Sedangkan menurut para ulama klasik,
al-Qur’an didefinisikan sebagai berikut:
- Al-Qur’an adalah kalamullah yang diturunkan pada Rasulullah dengan bahasa Arab, merupakan mu’jizat dan diriwayatkan secara mutawatir serta membacanya adalah ibadah.
- Adapun pokok-pokok kandungan dalam al-Qur’an antara lain:
- Tauhid, yaitu kepercayaan terhadap ke-Esaan Allah dan semua kepercayaan yang berhubungan dengan-Nya.
- Ibadah, yaitu semua bentuk perbuatan sebagai manifestasi dari kepercayaan ajaran tauhid.
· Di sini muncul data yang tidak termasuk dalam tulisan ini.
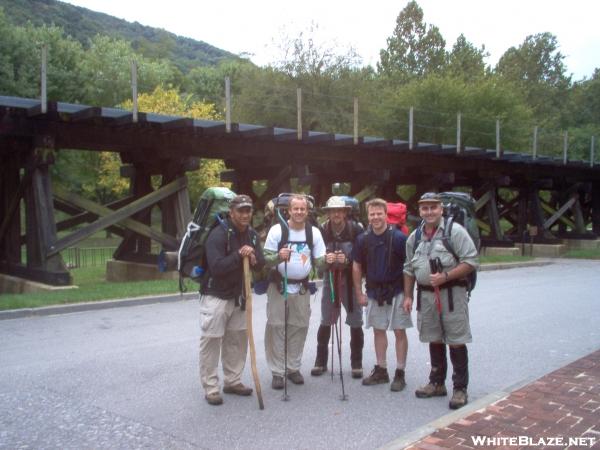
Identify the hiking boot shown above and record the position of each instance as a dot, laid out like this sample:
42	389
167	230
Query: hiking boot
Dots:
277	382
238	389
379	375
296	377
318	370
459	399
214	399
431	390
357	372
399	383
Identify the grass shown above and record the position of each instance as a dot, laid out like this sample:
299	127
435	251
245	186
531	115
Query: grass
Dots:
92	287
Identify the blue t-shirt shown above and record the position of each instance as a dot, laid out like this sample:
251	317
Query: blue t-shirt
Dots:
372	252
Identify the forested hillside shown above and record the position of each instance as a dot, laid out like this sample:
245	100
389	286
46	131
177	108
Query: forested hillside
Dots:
529	94
83	24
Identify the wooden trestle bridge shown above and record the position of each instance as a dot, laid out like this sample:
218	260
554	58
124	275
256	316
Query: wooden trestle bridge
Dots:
560	198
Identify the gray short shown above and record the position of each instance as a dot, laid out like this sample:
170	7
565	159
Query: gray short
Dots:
388	317
329	314
454	328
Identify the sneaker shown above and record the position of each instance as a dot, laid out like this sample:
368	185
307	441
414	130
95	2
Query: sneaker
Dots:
214	399
431	390
277	382
459	399
238	389
296	377
399	383
318	371
379	375
357	373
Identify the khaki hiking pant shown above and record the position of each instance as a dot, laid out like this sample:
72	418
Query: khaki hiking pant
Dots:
223	336
298	321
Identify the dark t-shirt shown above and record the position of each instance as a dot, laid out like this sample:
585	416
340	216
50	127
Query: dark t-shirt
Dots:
381	264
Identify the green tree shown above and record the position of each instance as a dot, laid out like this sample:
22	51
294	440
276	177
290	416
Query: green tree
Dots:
466	61
20	61
437	100
414	50
328	76
107	71
537	67
171	102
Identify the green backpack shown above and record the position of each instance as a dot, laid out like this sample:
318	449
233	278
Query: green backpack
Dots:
212	209
459	207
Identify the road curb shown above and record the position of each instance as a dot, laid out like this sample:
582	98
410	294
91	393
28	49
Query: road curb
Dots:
136	301
514	265
408	439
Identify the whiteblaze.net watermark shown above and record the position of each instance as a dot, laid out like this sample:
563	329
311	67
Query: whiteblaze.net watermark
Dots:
518	441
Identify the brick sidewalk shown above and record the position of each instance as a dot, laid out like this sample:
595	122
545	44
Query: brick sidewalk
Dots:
563	404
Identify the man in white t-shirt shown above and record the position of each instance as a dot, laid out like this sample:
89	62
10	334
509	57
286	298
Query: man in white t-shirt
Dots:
291	251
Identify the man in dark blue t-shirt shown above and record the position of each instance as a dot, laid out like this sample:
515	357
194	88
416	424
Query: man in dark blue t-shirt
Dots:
379	254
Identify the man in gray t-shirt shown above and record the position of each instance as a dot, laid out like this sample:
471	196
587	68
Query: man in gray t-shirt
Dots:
442	299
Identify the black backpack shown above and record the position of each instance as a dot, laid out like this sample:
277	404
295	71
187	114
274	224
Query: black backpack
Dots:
459	207
211	211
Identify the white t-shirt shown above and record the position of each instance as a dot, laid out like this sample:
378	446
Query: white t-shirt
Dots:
299	265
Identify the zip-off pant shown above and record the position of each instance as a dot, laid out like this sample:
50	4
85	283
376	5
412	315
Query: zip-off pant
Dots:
224	335
298	321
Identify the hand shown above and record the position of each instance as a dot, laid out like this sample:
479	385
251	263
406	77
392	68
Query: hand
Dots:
330	258
362	299
437	279
246	250
284	253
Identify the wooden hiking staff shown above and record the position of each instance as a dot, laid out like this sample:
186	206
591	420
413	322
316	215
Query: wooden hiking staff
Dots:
248	290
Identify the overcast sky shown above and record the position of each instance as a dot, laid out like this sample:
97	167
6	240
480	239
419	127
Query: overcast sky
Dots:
254	26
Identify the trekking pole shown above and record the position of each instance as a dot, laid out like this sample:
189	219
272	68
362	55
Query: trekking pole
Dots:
285	397
435	266
332	319
248	290
339	337
287	312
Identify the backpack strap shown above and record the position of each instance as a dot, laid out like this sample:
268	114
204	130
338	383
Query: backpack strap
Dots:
418	236
448	222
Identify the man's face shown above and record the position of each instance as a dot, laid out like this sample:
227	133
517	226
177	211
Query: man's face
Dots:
377	218
240	217
298	211
431	213
337	216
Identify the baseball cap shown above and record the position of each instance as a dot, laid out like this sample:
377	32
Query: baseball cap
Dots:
240	201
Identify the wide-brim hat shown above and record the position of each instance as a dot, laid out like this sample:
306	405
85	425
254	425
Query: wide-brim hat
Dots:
336	203
240	201
430	197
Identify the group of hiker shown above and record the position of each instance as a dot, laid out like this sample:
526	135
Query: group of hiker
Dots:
375	268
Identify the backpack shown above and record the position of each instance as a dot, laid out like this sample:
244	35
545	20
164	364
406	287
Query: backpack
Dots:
397	215
280	210
211	211
459	207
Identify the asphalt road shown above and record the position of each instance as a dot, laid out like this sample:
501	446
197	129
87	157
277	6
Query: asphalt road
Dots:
128	377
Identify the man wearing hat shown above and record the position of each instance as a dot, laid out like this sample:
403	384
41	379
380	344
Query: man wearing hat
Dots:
379	255
442	300
222	316
339	234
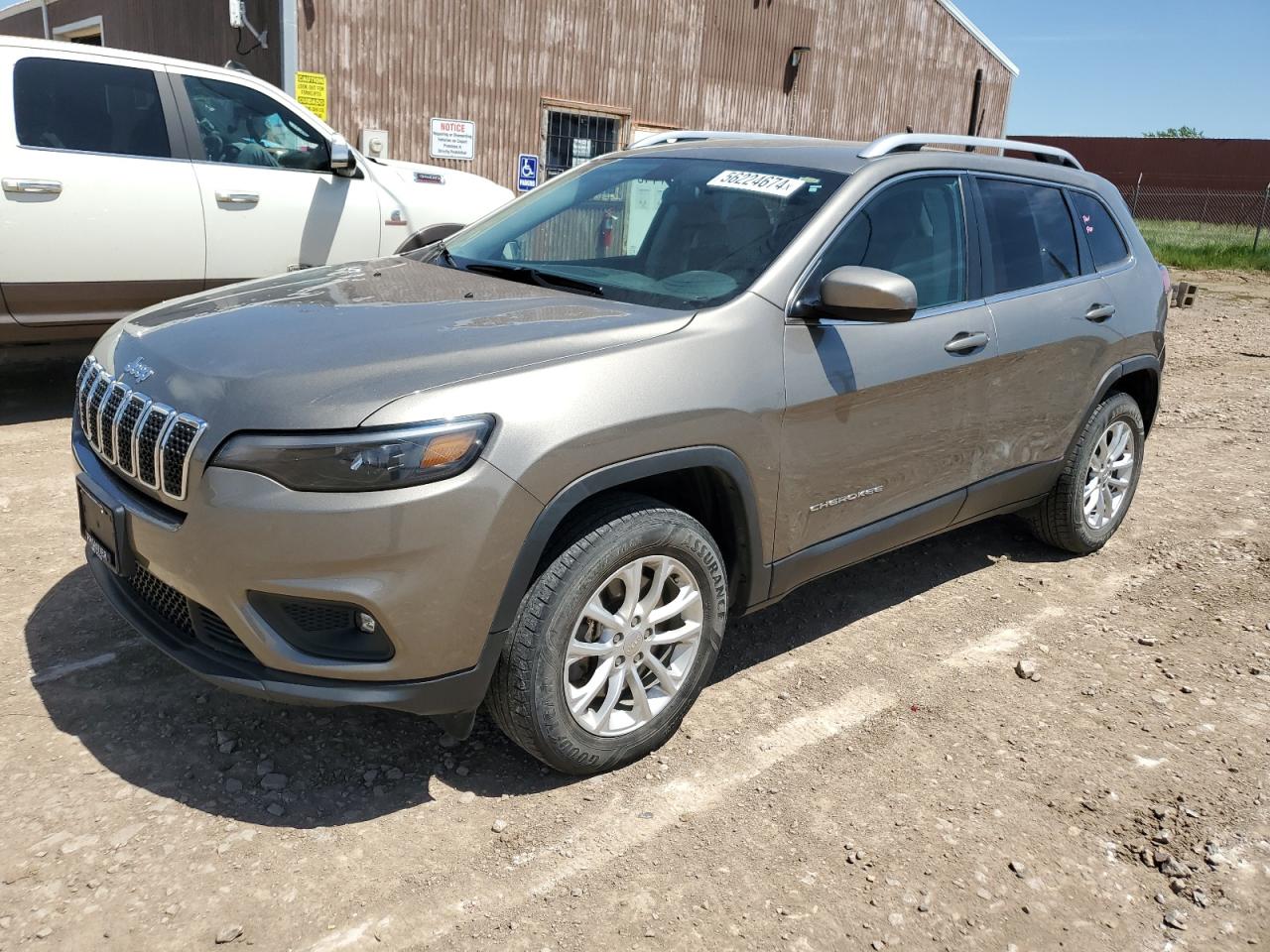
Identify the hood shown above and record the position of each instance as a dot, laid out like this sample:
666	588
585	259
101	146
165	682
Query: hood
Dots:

- Janji dan ancaman (al wa’d wal wa’iid), yaitu janji pahala bagi orang yang percaya dan mau mengamalkan isi al-Qur’an dan ancaman siksa bagi orang yang mengingkarinya.
- Kisah umat terdahulu, seperti para Nabi dan Rasul dalam menyiarkan risalah Allah maupun kisah orang-orang shaleh ataupun orang yang mengingkari kebenaran al-Qur’an agar dapat dijadikan pembelajaran bagi umat setelahnya.
Al-Quran mengandung tiga komponen dasar
hukum, sebagai berikut:
- Hukum I’tiqadiah, yakni hukum yang mengatur hubungan rohaniah manusia dengan Allah SWT dan hal-hal yang berkaitan dengan akidah/keimanan. Hukum ini tercermin dalam Rukun Iman. Ilmu yang mempelajarinya disebut Ilmu Tauhid, Ilmu Ushuluddin, atau Ilmu Kalam.
- Hukum Amaliah, yakni hukum yang mengatur secara lahiriah hubungan manusia dengan Allah SWT, antara manusia dengan sesama manusia, serta manusia dengan lingkungan sekitar. Hukum amaliah ini tercermin dalam Rukun Islam dan disebut hukum syara/syariat. Adapun ilmu yang mempelajarinya disebut Ilmu Fikih.
- Hukum Khuluqiah, yakni hukum yang berkaitan dengan perilaku normal manusia dalam kehidupan, baik sebagai makhluk individual atau makhluk sosial. Hukum ini tercermin dalam konsep Ihsan. Adapun ilmu yang mempelajarinya disebut Ilmu Akhlaq atau Tasawuf.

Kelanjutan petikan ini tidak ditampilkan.